Çok güncel oldu. Ortalık karışık zaten. Onun için yıllardır süregiden bir garipliği yazayım bari. Üniversiteler rektörlerini seçmek için oylama yapıyorlar ve en çok oy alan adaylardan oluşan bir listeyi YÖK’e gönderiyorlar. Liste de liste ama. Tam altı kişi listeye giriyor. YÖK de çok normalmiş gibi bu sayıyı üçe indiriyor. Demokratik bir ülkenin, demokratik bir kurumunun perhizi lahana turşusuyla oluyor. Orada kalsa yine iyi. Son sözü cumhurbaşkanı söylüyor ve bir kişiyi rektör atıyor. Ülke tarihinde bu işi benden alın diyen cumhurbaşkanları bile oldu. Ona rağmen YÖK, bu garipliği harfiyen sürdürüyor.

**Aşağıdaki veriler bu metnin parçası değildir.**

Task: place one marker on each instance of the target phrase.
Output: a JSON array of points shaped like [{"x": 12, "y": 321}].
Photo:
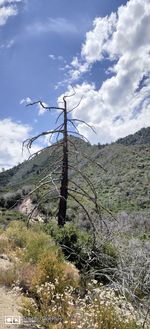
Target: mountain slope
[
  {"x": 140, "y": 137},
  {"x": 124, "y": 185}
]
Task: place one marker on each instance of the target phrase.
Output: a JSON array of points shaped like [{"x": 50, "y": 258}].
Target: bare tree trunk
[{"x": 64, "y": 179}]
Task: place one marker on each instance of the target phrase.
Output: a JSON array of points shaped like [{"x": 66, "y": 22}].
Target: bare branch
[{"x": 46, "y": 107}]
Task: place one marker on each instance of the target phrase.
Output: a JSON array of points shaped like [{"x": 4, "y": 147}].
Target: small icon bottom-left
[{"x": 12, "y": 320}]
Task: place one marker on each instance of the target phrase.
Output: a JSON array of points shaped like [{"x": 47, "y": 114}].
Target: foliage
[{"x": 98, "y": 309}]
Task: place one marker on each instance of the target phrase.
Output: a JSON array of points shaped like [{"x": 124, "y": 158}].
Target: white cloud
[
  {"x": 12, "y": 134},
  {"x": 41, "y": 109},
  {"x": 121, "y": 105},
  {"x": 6, "y": 12},
  {"x": 56, "y": 25},
  {"x": 8, "y": 8},
  {"x": 26, "y": 101}
]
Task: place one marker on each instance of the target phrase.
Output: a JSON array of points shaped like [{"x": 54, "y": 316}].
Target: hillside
[
  {"x": 124, "y": 185},
  {"x": 140, "y": 137}
]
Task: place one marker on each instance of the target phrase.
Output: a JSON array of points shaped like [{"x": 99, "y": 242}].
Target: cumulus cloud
[
  {"x": 28, "y": 100},
  {"x": 121, "y": 105},
  {"x": 12, "y": 134}
]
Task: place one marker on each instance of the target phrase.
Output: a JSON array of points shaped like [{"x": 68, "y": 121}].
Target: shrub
[
  {"x": 8, "y": 276},
  {"x": 17, "y": 233},
  {"x": 98, "y": 309}
]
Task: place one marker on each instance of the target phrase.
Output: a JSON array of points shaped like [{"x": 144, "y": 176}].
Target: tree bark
[{"x": 64, "y": 180}]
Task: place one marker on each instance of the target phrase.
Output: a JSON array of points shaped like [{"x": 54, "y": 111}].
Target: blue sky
[{"x": 101, "y": 47}]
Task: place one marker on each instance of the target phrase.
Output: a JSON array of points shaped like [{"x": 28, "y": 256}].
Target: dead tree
[{"x": 64, "y": 165}]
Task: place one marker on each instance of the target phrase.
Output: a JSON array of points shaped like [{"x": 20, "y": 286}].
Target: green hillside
[{"x": 123, "y": 185}]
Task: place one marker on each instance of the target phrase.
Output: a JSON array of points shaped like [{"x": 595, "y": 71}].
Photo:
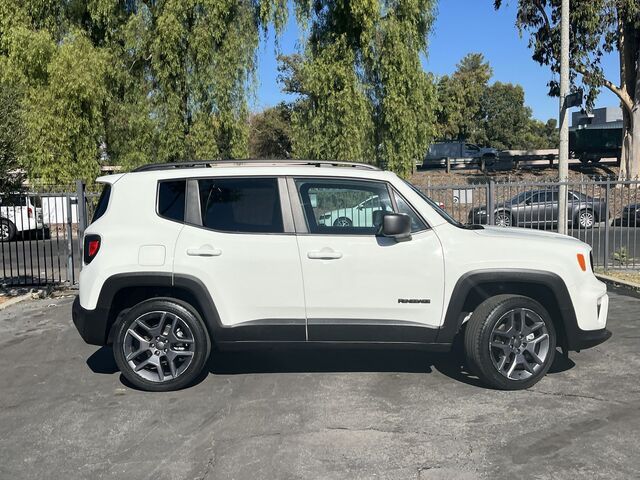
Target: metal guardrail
[{"x": 613, "y": 207}]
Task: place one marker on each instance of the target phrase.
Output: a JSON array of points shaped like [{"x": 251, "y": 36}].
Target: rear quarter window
[
  {"x": 171, "y": 198},
  {"x": 102, "y": 204}
]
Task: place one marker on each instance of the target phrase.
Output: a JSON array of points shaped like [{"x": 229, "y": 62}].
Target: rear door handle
[
  {"x": 324, "y": 254},
  {"x": 204, "y": 251}
]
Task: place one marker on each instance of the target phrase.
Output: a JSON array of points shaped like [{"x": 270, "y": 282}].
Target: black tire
[
  {"x": 478, "y": 338},
  {"x": 342, "y": 222},
  {"x": 177, "y": 309},
  {"x": 8, "y": 230},
  {"x": 507, "y": 215}
]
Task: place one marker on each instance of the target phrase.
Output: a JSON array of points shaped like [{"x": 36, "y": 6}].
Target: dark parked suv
[{"x": 539, "y": 208}]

Ve en sevdiğim konu: temsil sorunu. Valla ömrüm yettikçe bunu yazacağım. Türkiye’deki üniversitelerde kadın akademisyen sayısı diğer ülkeler ile karşılaştırıldığında oldukça yüksektir. Eksikleri olsa da, bu sayıyla gurur duyabiliriz. Bir de YÖK yönetimine bakalım. Toplam 30 üyeden kaçı kadın biliyor musunuz? İki! Sayıyla 2, yazıyla iki. Televizyondaki bitmeyen tartışma programlarında bile bu oran daha yüksek.

Taze haber. Milliyet’te okudum. Üç siyasi parti YÖK’ün kaldırılması konusunda mutabakata varmışlar. Tam sevinecek gibi oluyorum, yazının ilk paragrafında yazdıklarım aklıma geliyor. Temkinli bir umut şimdilik fazla fazla yeter.